We are not dealing with issues of principle, rather politics and money, and the entangling of marijuana policy with dispersion of marijuana tax revenue is untenable and unfair.
The cannabis industry has stayed out of the where-the-revenue-goes conversation. The same cannot be said for conservationists staying out of policy and cannabis regulatory legislation.
Since the initiative’s passage, there have been struggles in both the 2021 and 2023 legislative sessions that had to do with proper, needed regulations for the cannabis industry being jeopardized by the interests of the conservation lobby. Their concern about regulatory bills turning into revenue bills has contributed to regulatory bills going sideways. The conservation lobby cannot be blamed for working to protect their interests (money). But it’s for precisely that reason the earmarking of the marijuana tax revenue to directly fund these specific interests must go. The situation is no more fair than if midwives’ scope of practice was jeopardized because the lodging tax was diverted to a new concern.
Failed legislation, HB 669, carried by Rep. Bill Mercer of Billings addressed this issue. It dumped marijuana revenue into the general fund and appropriated some of it to conservation interests. The main point being, now the money was appropriated from the general fund, thereby severing any need for conservationists to involve themselves in cannabis regulation legislation.
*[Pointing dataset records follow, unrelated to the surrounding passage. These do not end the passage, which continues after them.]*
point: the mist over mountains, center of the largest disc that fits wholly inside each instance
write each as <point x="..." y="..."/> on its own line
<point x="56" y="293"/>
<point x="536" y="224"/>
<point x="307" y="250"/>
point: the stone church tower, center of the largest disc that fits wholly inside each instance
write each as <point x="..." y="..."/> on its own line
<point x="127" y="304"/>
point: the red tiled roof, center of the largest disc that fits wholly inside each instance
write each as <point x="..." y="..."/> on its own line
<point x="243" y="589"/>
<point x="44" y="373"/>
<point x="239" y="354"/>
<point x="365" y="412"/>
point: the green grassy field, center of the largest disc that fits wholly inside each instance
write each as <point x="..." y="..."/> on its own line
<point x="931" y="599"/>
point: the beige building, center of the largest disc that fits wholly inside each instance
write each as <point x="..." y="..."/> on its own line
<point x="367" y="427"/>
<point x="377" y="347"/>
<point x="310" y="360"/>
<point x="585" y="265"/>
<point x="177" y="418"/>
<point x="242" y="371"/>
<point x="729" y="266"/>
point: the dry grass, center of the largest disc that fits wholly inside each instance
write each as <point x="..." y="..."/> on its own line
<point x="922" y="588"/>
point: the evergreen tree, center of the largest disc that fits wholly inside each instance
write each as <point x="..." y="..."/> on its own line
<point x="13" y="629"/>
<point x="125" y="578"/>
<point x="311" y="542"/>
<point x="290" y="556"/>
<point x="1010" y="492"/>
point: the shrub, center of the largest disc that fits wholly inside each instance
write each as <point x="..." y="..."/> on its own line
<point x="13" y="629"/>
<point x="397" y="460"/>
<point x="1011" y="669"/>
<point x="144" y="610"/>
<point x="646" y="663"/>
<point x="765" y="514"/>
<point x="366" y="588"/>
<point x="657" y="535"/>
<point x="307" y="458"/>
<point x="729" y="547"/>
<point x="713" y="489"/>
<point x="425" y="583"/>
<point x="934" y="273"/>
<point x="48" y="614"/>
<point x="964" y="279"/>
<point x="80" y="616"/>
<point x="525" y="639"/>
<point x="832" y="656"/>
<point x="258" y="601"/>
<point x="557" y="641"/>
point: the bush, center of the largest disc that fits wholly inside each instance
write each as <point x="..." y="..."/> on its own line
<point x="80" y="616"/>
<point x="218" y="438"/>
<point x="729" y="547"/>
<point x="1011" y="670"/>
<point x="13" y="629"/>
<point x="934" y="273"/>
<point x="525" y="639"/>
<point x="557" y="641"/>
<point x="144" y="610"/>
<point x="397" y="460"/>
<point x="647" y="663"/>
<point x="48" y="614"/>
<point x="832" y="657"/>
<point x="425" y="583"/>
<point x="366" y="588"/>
Brewers, tobacco, vehicle rentals — they don’t need to worry about their regulations being tampered with because the tax dollars they generate get directed toward one interest over another. Nor should they. Nor should the state cannabis industry have their statutory infrastructure driven by whether or not the tax dollars purchases generate go to where specific political interests want them to.
Rural roads, vets, and habitat protection are a-okay with me, personally. The professional association I lobby on behalf of, the Montana Cannabis Industry Association (MTCIA), has not take any positions on the distribution of the tax revenue that cannabis sales generate. The interference has been one-way. But the interference has created the need for the revenue to go into the general fund and get distributed from there, distributed to what the Legislature agrees is the best way to invest in Montana, such as the investments outlined in vetoed SB 442 and supported by conservationists.
However, consistently ignored is the language in current law that states the marijuana tax must “provide compensation for economic and social costs of marijuana.”
There’s not a single proposed expenditure that isn’t questionable.
But the fledgling industry can no longer risk losing needed regulations and sideboards every time the dollars get shuffled. Let those legislators who are willing to lend their time and expertise to managing a market exercise their skills. Let those interested in getting a piece of the revenue pie fight it out in the appropriations mosh pit. The disconnect is needed.
Kate Cholewa has worked in Government Affairs for 30 years and is currently the lobbyist for the Montana Cannabis Industry Association (MTCIA).